Peter Tortue stirred in his sleep, and Cullen held up the face of his watch in the light of the lantern so that all in the boat might see. It was half-past ten. Peter lifted his leg over the side and let it fall with a splash in the water. It dangled there for about five minutes, and then the man uttered a loud scream and clutched at the thwart, but the next instant he was dragged over the boat's side.
Roper told me this story, and the horror of it lived again upon his face as he spoke.
"Well," said I, "the father took his revenge. He stabbed Cullen Mayle to the heart as he lay in bed. There is one thing more I would like to know.
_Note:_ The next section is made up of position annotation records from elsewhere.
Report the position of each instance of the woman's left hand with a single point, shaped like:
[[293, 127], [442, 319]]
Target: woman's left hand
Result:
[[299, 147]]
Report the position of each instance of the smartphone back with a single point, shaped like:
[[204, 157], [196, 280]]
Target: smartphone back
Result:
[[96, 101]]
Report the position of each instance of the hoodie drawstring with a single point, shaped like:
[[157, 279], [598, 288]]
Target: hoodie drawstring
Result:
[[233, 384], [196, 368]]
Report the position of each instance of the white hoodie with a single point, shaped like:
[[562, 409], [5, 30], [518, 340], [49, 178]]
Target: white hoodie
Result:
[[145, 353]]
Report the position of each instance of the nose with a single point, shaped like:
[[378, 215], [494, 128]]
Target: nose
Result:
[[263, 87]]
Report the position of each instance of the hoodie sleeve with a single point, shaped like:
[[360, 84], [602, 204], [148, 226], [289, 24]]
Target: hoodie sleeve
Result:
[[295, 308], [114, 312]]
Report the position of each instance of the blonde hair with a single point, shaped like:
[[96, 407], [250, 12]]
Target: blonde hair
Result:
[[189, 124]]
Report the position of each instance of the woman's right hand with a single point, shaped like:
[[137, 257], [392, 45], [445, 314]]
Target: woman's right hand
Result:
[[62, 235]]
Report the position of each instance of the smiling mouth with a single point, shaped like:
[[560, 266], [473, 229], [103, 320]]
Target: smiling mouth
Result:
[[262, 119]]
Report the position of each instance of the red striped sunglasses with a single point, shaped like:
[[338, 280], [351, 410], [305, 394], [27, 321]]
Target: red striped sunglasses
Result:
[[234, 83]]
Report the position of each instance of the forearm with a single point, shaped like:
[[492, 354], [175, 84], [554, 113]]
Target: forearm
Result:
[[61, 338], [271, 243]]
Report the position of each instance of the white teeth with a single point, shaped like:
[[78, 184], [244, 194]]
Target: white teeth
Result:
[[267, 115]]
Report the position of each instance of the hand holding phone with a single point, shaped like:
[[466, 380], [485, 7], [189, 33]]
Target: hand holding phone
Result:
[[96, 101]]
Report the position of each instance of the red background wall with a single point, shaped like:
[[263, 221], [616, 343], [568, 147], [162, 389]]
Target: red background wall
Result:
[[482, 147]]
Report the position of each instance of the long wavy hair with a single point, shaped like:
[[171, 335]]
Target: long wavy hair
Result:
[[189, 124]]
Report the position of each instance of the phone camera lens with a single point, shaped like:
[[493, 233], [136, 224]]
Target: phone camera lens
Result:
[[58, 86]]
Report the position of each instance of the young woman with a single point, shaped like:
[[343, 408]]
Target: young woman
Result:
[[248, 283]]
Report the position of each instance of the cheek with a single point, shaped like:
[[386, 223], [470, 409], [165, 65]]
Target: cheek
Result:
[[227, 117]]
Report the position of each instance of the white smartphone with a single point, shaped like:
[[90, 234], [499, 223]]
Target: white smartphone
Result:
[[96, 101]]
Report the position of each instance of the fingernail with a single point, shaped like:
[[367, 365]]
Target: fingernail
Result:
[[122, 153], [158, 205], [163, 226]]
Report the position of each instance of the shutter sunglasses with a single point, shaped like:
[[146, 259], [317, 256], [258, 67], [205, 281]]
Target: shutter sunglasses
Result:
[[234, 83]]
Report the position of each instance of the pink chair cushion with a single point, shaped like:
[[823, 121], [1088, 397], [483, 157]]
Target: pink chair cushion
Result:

Can you remember the paper with the directions of the spot where the cross was buried?"
"Yes," said he; "am I likely to forget it?"
"Could you write them out again, word for word and line for line, as they were written?"
"Yes," said he.
I called for a sheet of paper and a pen and ink, and set them before Roper, and he wrote the directions laboriously, and handed the paper back to me. There were only two lines with which I was concerned, and they ran in this order:
"The S aisle of St. Helen's Church.
Three chains east by the compass of the east window."
"Are you sure you have made no mistake?" I asked. "This is a facsimile of the paper which you took from the hollow of the stick. Look again!"
I gave it back to him and he scratched his head over it for a little. Then he wrote the directions again upon a second sheet of paper, and when he had written, tore off a corner of the paper.
"Ah!" said I, "that is what I thought." He handed it to me again, and it ran now:—
"The S aisle of S. Helen's Church. Three
chains east by the compass of the east window."
On that corner which had been torn a word had been written. I knew the word. It would be "Cornish." I knew, too, who had torn off the corner.
The cross still lies then three Cornish chains east of that window, or should do so. We at all events have not disturbed it, for we do not wish to have continually before our eyes a reminder of those days when the sailors watched the house at Merchant's Point. Even as it is, I start up too often from my sleep in the dark night and peer forward almost dreading again to see the flutter of white at the foot of the bed, and to hear again the sound of some one choking.